Joe Kinchin

Personal information
- Nationality: British (English)
- Born: 11 June 1884 Kings Norton, Birmingham, England
- Died: 23 December 1969 (aged 85) Chadwick End, Warwickshire, England

Sport
- Sport: Athletics
- Event: Middle-distance running/steeplechase
- Club: Sparkhill Harriers

= Joseph Kinchin =

British athlete

Joseph William Kinchin (11 June 1884 - 23 December 1969) was a British middle-distance runner who competed at the 1908 Summer Olympics.

== Biography ==
Kinchin was born in Kings Norton, Birmingham, England and was a member of the Sparkhill Harriers, where he later became the club captain.
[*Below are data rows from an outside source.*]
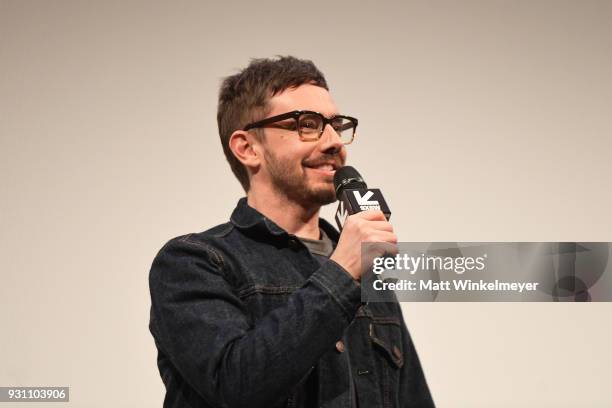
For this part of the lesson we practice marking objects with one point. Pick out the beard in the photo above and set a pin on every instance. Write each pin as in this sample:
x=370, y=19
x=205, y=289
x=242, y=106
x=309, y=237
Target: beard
x=296, y=186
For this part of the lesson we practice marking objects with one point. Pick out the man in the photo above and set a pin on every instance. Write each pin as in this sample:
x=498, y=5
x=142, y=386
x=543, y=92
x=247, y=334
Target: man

In 1907 Kinchin helped the Sparkhill Harriers take second place at the Midland Counties Junior Cross-Country Championship at Derby and finished 5th in the steeplechase event at the 1908 AAA Championships.

Kinchin represented the Great Britain team at the 1908 Olympic Games in London, where he participated in the men's 3200 metres steeplechase competition. In his heat he finished a creditable second place behind Guy Holdaway but with only the heat winner qualifying he missed out on the Olympic final.

After the Olympic Games, Kinchin raced primarily over the 880 yards and one mile distances. By trade he was a garage proprietor in Solihull. One of his employees Bill Humphries was encouraged by Kinchin to join the Sparkhill Harriers and became a notable local athlete.